One Response to “Hacking the System”

  1. adubov Says:

    When one considers the term, “hacker,” it usually conjures images of a genius computer criminal that misuses technology for personal means including, but not limited to, activities like identity theft, viruses, and sending out political or artistic messages. Yet, despite today’s preconceived notions of hackers, they are actually not an exclusively technological idea. Generally speaking, the word, “hacker,” can describe anyone who subverts an established system. This expanded definition of “hacker” is especially pertinent to William Blake’s The Marriage of Heaven and Hell, through which Blake expresses his own biblical prophecies, much different than those in the Bible. Blake writes during the French Revolution, a tumultuous time in European society during which Protestant dissidents sought to overturn the authority of the closely linked monarchical government and Church establishment. Blake himself was one of these Protestant dissidents who respected the words of the bible, but disagreed with the church’s orthodoxy, laws, and narrow definition sin. It is also important to note that The Marriage of Heaven and Hell is composed of prose and paintings, written and illustrated using his own original printing technique. Blake’s paradoxical opinions of traditional religious doctrine combined with his distinctive choice of printing technique present him as a “hacker” because he subverts both the sociopolitical system and artistic tradition of the time during which he writes.

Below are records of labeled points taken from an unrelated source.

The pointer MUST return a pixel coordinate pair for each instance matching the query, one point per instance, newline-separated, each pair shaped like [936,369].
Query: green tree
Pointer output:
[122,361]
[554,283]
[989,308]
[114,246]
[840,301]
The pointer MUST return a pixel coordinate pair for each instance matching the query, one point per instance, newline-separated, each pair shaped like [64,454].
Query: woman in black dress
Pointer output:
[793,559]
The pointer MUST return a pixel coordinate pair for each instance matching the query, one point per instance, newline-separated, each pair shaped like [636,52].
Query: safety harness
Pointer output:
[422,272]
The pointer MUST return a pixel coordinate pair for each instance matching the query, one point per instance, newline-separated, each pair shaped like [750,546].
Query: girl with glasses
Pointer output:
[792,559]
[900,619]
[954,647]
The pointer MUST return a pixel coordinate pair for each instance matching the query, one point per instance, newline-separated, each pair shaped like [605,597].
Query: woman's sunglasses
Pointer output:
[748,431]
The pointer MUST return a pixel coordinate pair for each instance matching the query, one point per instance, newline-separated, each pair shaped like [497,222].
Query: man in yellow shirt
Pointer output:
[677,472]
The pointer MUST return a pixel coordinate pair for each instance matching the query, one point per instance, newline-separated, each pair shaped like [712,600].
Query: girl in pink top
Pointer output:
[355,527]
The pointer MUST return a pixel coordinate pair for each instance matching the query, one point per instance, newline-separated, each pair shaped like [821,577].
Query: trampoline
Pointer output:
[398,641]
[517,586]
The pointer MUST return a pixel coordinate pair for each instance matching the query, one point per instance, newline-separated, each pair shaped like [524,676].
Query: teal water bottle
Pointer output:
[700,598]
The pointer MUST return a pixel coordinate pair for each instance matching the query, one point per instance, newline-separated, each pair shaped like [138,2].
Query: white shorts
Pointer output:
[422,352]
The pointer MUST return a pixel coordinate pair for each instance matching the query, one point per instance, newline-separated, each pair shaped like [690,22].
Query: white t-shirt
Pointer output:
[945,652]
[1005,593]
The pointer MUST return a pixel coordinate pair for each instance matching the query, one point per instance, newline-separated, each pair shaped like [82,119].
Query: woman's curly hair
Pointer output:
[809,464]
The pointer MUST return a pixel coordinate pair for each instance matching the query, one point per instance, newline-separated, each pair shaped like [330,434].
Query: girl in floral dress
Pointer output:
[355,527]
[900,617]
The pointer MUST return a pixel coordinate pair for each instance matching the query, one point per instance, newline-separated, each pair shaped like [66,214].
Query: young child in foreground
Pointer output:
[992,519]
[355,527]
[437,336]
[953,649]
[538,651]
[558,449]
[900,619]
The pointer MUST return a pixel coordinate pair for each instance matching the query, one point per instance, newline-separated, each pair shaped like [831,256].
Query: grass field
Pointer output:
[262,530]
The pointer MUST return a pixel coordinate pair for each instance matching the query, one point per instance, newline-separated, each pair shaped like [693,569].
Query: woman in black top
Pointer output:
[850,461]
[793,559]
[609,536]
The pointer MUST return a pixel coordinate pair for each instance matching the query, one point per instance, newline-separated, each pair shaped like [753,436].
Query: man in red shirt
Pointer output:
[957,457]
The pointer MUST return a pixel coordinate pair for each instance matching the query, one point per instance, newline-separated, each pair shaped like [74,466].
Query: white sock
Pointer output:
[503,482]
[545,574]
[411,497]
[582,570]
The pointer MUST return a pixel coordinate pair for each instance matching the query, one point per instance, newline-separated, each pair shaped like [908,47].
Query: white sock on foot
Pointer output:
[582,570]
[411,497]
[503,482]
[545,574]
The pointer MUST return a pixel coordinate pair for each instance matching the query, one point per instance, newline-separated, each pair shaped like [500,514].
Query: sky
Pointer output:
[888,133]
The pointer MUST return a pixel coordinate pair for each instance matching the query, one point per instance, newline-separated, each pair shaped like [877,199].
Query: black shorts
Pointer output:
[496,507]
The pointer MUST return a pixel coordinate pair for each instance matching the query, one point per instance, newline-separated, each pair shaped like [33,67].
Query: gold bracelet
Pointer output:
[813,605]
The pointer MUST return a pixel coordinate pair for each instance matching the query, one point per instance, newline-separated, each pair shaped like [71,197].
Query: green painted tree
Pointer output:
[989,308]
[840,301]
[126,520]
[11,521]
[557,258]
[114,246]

    Blake hacks the artistic or more specifically, the publishing system of the late eighteenth century through his use of illuminated printing. Blake invented illuminated printing, also called relief etching, to display his messages. Illuminated printing is actually a reversal of the process of etching, the standard method of printing used during the late eighteenth century. Conventional etching involved the artist’s design being carved into a copperplate background, with the words and pictures below the surface of the background. Blake’s method actually carves away the background leaving the design standing out, in relief, from the copperplate. Also contributing to this idea of Blake as a “hacker” of the publishing system is that he did not invent illuminated printing with pecuniary intentions. In fact, Blake was very poor and the vast amount of detail and time that went into his plates detracted from their ability to be more widely available to readers.

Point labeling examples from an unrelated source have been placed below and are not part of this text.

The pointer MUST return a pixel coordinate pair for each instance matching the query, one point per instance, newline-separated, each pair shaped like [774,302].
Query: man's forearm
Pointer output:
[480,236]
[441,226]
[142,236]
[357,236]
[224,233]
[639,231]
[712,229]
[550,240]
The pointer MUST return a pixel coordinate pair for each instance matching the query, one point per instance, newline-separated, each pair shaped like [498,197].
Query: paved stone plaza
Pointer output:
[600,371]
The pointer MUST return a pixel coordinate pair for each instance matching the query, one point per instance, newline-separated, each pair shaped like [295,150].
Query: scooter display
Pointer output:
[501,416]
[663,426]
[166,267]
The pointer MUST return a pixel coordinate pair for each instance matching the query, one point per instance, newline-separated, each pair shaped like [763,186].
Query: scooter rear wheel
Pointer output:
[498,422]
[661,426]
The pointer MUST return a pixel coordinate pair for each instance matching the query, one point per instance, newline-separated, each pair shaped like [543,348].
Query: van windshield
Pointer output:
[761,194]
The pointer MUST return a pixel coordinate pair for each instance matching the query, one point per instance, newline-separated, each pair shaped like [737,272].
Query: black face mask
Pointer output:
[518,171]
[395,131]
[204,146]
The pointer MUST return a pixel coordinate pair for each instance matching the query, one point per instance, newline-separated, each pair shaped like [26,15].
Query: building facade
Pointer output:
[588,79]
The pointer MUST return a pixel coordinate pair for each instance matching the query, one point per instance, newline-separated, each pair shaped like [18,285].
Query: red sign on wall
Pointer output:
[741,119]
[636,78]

    Blake also hacks the sociopolitical system of the late eighteenth century through his paradoxical descriptions of heaven and hell. His “hacking” of the religious establishment is especially apparent in Plate Three when he presents heaven in a negative light and hell in a positive light:

    Without Contraries is no progression. Attraction and Repulsion, Reason and Energy, Love and Hate, are necessary to Human existence….From these contraries spring what the religious call Good & Evil. Good is the passive that obeys Reason. Evil is the active springing from Energy….Good is Heaven. Evil is Hell. (xvi)

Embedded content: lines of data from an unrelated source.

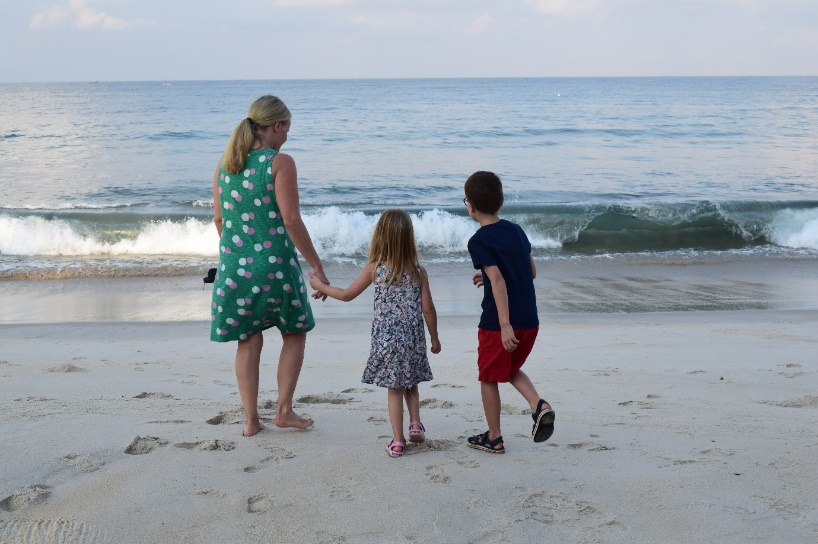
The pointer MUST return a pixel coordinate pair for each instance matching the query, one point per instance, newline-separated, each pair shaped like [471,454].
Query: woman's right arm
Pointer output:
[217,204]
[286,190]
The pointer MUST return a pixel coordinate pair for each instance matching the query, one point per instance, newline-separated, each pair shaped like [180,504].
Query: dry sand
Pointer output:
[671,427]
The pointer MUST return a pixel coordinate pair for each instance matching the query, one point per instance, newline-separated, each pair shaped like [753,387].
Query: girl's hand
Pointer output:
[477,279]
[316,282]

    Given that Blake’s writing was strongly influenced by a Revolution, the very embodiment of progression, this passage serves to show that the so-called “virtues” of “Attraction,” “Reason,” and “Love,” praised by the religious establishment are the same ones that have the potential to stagnate a society. Blake views the negative aspects of life, like “Repulsion,” “Energy,” and “Hate,” as the fuel of change, or revolution. The “Good” are portrayed as those who blindly follow the words of the Bible and the ways of the clergy, rather than actually stopping to consider why they believe and live as they do. On the other hand, the “Evil” possess the fuel of imagination, or the ability of the individual to use their full intellectual potential to come to their own conclusions about the world. When he refers to “Good” as “passive and “Evil as “active,” he completely hacks the code of the religious establishment by making the “Good,” seem undesirable—after all, one would rather be active and energetic than null of any individual opinion.